Kargar skoczył do pierwszego Orka z brzegu, po czym niemal ramię w ramię z Endymionem, rozpoczął walkę z przeciwnikami. A rozpoczął ją niesamowicie, od ścięcia orczego łba pierwszego wroga na swej drodze.

Do walki wkroczył również Geri, który rzucił się na jednego z zielonoskórych, najpierw go raniąc pazurami, a potem nimi rozwalając jego twarz (i resztę czaszki) na kawałki.

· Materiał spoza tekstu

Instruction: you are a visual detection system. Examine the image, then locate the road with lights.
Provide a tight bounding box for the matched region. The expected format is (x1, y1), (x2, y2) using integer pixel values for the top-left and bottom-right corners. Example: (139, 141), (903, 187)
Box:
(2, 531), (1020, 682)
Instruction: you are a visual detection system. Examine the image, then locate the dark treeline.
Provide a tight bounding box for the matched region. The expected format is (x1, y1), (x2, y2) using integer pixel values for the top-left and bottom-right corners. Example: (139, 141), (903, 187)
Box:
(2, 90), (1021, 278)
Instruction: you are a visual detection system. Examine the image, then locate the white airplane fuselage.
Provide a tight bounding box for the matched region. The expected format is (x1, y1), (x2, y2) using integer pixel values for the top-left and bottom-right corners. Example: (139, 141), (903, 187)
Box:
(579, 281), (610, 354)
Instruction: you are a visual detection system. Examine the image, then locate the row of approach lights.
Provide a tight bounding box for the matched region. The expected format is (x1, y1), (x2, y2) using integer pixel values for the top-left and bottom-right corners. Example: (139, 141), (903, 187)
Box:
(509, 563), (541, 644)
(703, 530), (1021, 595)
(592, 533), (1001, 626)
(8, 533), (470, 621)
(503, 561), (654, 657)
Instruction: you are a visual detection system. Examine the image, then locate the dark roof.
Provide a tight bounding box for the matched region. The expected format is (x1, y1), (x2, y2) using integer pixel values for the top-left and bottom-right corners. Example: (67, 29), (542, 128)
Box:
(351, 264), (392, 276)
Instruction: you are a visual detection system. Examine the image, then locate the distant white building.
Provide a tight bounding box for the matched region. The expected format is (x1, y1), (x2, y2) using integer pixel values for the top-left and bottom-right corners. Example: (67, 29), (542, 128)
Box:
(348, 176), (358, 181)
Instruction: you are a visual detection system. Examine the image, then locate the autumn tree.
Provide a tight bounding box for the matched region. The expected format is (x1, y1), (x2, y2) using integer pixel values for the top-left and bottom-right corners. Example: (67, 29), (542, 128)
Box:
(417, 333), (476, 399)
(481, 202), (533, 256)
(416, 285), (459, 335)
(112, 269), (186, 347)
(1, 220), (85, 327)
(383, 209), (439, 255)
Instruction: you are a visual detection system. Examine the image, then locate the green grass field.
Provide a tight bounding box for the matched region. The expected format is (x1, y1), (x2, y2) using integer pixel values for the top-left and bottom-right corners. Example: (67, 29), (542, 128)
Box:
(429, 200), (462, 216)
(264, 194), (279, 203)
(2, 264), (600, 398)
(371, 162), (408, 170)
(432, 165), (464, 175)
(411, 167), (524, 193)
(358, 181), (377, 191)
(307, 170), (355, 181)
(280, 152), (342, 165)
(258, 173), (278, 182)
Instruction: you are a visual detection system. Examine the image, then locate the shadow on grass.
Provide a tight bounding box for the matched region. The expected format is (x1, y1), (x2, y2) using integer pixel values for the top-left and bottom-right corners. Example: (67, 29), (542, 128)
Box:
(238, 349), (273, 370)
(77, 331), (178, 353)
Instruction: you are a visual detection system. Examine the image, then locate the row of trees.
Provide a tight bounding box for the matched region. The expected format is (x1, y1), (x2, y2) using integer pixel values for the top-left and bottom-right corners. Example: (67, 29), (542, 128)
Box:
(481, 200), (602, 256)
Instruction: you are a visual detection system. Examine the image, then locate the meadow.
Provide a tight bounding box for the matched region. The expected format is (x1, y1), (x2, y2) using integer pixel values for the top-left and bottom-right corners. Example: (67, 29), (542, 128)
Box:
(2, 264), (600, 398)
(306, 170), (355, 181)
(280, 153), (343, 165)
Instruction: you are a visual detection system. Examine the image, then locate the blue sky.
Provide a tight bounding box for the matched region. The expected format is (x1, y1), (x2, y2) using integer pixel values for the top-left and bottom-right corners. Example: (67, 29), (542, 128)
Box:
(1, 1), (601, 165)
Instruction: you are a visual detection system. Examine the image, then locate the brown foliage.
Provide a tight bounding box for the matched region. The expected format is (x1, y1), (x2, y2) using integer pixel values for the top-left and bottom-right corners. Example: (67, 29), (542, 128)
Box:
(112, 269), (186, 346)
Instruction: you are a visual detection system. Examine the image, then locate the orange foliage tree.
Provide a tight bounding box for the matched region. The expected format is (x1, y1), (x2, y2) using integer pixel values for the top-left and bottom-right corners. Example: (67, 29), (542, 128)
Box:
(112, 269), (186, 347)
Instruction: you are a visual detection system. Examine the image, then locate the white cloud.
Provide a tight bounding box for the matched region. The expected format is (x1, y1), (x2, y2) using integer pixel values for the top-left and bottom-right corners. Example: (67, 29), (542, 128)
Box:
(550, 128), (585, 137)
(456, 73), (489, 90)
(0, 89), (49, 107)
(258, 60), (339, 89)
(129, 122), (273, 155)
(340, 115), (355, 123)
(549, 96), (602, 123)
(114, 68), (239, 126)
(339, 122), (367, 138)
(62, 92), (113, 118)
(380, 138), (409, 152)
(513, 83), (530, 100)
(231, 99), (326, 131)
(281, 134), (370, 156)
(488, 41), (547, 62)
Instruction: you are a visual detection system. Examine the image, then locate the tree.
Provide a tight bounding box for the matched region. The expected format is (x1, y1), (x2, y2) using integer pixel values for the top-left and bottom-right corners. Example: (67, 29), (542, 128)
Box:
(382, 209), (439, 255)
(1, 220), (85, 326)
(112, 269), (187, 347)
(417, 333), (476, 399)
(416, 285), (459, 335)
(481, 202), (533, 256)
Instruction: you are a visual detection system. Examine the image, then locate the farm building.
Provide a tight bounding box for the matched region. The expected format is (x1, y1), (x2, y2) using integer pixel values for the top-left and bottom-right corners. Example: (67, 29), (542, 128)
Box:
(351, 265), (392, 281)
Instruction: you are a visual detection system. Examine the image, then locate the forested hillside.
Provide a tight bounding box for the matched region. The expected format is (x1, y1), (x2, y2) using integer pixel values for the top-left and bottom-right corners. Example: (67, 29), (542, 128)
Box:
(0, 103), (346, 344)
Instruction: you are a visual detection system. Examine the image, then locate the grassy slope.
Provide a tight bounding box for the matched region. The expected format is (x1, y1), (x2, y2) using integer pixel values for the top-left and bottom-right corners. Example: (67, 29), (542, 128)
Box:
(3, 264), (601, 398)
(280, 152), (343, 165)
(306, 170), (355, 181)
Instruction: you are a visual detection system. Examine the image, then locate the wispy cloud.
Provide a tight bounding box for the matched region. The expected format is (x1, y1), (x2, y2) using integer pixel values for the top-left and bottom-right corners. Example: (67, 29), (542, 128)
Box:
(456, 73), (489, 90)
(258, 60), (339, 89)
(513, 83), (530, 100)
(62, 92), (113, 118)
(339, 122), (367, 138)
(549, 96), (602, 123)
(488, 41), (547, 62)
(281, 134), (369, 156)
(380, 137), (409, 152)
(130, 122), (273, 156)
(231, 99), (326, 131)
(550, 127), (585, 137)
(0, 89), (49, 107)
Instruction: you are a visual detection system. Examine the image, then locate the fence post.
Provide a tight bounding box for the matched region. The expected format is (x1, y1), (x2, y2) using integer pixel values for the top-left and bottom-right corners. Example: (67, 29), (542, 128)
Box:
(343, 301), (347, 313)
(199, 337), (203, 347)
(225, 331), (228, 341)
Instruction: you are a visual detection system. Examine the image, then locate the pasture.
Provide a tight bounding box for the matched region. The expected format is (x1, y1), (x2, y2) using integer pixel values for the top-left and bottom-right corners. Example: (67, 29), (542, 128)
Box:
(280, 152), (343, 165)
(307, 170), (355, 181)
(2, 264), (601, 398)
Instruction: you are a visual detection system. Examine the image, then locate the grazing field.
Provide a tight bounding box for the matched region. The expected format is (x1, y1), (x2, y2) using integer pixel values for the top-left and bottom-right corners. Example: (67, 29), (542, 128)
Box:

Deidre przesunęła się nieco w bok, po czym strzeliła do wroga z "Błyskawicy". Wybrała tego wcześniej zranionego przez Endymiona, i błyskawica przebiła ciało nieszczęśnika na wylot, zabijając, po czym pomknęła dalej, i trafiła kolejnego, raniąc!

W tym czasie Amara pobiegła całkiem na prawą flankę, gdzie sprzedała kopa rannemu Orkowi… drań jednak nie padł.

Aż trzy Orki zaatakowały Amarę, ale Mniszka zręcznie uniknęła ich ciosów, i nie miała nawet draśnięcia.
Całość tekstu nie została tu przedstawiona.